One quick listen through Gaga’s “Just Dance” and Eilish’s “My Future” would be enough to know while both songs are summative of the pop trends of their time, they are vastly different pieces of music. So how did we get from there to here?
As college students, we’ve witnessed a lot of changes in the tides of pop music — enough to know that when our parents told us that music was better in their day, sometimes they were right. But more often, they were dead wrong. Here’s a look at a few of the pop trends, past and present, that have shaped our adolescence and young adulthood.
“TiK ToK” by Kesha should win a Pulitzer or something. No other song could ever sum up the hedonistic, party-til-you-drop culture of the late 2000s nearly as well as this masterpiece. Thanks to ladies like Kesha, Gaga and Pink, flashy dance pop was the music of our preteen years and many awkward middle school dances.
Skrillex became a phenomenon when his EP “Scary Monsters and Nice Sprites” merged the wobbling bass lines of dubstep with characteristics of mainstream pop in 2010. And in 2014, Daft Punk’s “Random Access Memories” won Album of the Year at the Grammys. This heralded the astronomical commercial rise of all types of electronic dance music, giving artists like Avicii, deadmau5 and Marshmello the level of fame once reserved for rappers and singers.
Taylor Swift. Carrie Underwood. Taylor Swift. Miranda Lambert. Taylor Swift. Kelly Clarkson. And don’t forget about Taylor Swift.

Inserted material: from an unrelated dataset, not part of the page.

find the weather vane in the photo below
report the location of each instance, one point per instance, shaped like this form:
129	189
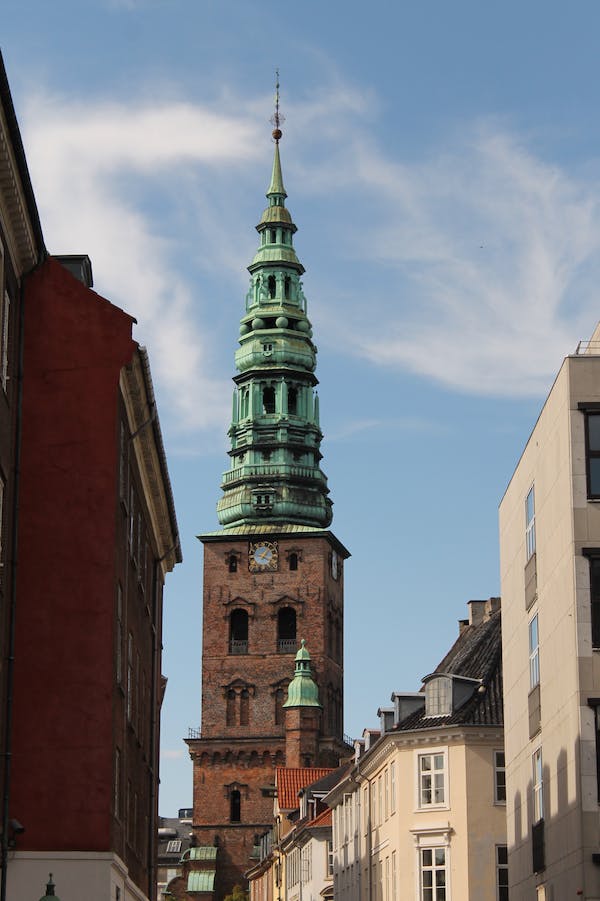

These ladies had us singing along with feigned country accents and a vengeance in our hearts for the cheating boyfriends we didn’t have.
Somewhere in the early to mid 2010s, rap music went from only being featured at the tail-end of a mainstream pop song to being mainstream pop songs on their own. Much of this is thanks to Drake, who meshed moody lyrics with hip-hop beats and created a new musical phenomenon. Figures like Post Malone and Travis Scott are proof that pop-infused rap is still very much on trend.
When One Direction’s “What Makes You Beautiful” infiltrated American radio, our generation was finally blessed with the British boy band invasion we deserved. Back then we were jamming to 1D, Big Time Rush and The Wanted, and today we’re fawning over K-Pop groups like BTS. It looks like we’re never going to get tired of boyish charm mixed with four-part harmony, but honestly, what’s not to love?
Remember when Billie Eilish was considered indie? Now she’s the mascot for a new type of pop star that has formed in the past couple years. Largely led by young women, a new wave of soft, angsty and oftentimes dark pop has emerged. Taking cues from indie dream pop and leaning into more self-reflective lyrics, artists like Clairo, Maggie Rogers and girl in red are coming out of the woodwork.